Maersk returns to growth
Container shipping and terminals giant Møller - Mærsk has revealed in its Q1 2017 interim report revenue increased 5% in Q1 for the first time since 2014.
Revenue growth was spurred by revenue increases of 10% in Maersk Line (or $US519 million) and 33% in Maersk Oil (or US$343 million).
Transported volumes increased by 10% because of improved demand, but the liner’s market share also increased.
Maersk Line also reported a loss of US$66 million, however market fundamentals improved in Q1 and demand outgrew nominal supply for the second consecutive quarter. Freight rates increased by 4.4%, mainly on East-West trades and especially from Asia to Europe while North-South trade freight rates were below last year's.
A major boost to cash flow from operating activities, of 251%, was mostly due to a one-off dispute settlement payment made to Maersk Oil in 2016.
The Transport & Logistics division also saw a revenue bounce of 10% compared to the same quarter last year, spread across all businesses with the exception of its towage business Svitzer.
Maersk in Q1 integrated its Transport & Logistics division by reforming its container line, Maersk Line, so that more volumes pass through its port and terminal business, APM Terminals.
Further utilizing terminals’ capacity as well as optimising vessel networks, Maersk’s acquisition of German Hamburg Süd container shipping line may generate US$350-400 million annually starting in 2019.
Its acquisition is still subject to EU approvals, but Maersk Line expects to close the transaction by the end of 2017.
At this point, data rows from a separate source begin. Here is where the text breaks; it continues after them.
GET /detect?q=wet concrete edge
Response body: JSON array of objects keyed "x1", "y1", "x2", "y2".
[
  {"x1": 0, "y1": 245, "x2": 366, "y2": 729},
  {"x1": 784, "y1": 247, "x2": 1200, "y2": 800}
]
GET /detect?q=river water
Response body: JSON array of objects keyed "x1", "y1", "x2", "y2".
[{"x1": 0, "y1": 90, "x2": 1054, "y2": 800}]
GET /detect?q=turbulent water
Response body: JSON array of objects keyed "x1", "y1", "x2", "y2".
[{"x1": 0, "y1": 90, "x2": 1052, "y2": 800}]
The container shipping giant plans to grow the Transport & Logistics division by developing and introducing new digital products and services, for example digital freight forward platform Twill.
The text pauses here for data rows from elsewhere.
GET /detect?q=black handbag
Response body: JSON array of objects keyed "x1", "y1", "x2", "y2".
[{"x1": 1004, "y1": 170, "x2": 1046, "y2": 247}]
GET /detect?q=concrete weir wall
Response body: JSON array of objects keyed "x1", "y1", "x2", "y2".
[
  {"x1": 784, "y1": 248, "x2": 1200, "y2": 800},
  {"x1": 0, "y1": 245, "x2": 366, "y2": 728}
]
Its container liner is collaborating with IBM to develop blockchain solutions that securely digitize supply chain documentation.
Capital expenditure in Q1 fell 33% over the same period last year, at US$1.3 million and divestments included the sale-and-leaseback of vessels in Maersk Line. The Transport & Logistics division also generated a free cash flow of US$104 million including effects from sale-and-lease back transactions in Maersk Line.
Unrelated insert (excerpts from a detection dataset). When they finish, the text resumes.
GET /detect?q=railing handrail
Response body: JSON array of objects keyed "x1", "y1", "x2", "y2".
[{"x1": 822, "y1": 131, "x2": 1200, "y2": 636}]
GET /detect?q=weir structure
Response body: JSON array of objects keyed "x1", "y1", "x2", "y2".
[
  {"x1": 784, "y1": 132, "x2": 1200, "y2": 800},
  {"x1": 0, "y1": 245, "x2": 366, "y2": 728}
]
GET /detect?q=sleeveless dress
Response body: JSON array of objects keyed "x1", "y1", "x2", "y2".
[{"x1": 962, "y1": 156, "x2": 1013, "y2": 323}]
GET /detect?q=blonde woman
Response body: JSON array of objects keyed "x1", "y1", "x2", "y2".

Soren Skou, CEO of Møller - Mærsk. said: “A.P. Møller – Mærsk A/S delivered an underlying profit of USD 201m in line with same quarter last year. Whilst we cannot be satisfied with the overall profitability in the first quarter, the result is as expected and we reiterate our guidance for the year for the Group.
“Maersk Line is on track to deliver a result improvement of above USD 1bn for 2017 compared to 2016, despite an underlying loss of USD 80m in Q1, driven by a USD 381m higher fuel bill. Both spot freight rates and contract rates have increased during the quarter, lately also on the North-South trades. Maersk Line is focused on restoration of profitability and maintaining market share in the next quarters, as industry fundamentals improve.”
“We are starting to see synergies in Transport & Logistics, for example with Maersk Line increasing volumes to APM Terminals, improved collaboration between Maersk Line and Maersk Container Industry leading to significantly higher volumes and improved results, as well as cost synergies on Sales, General & Administration.”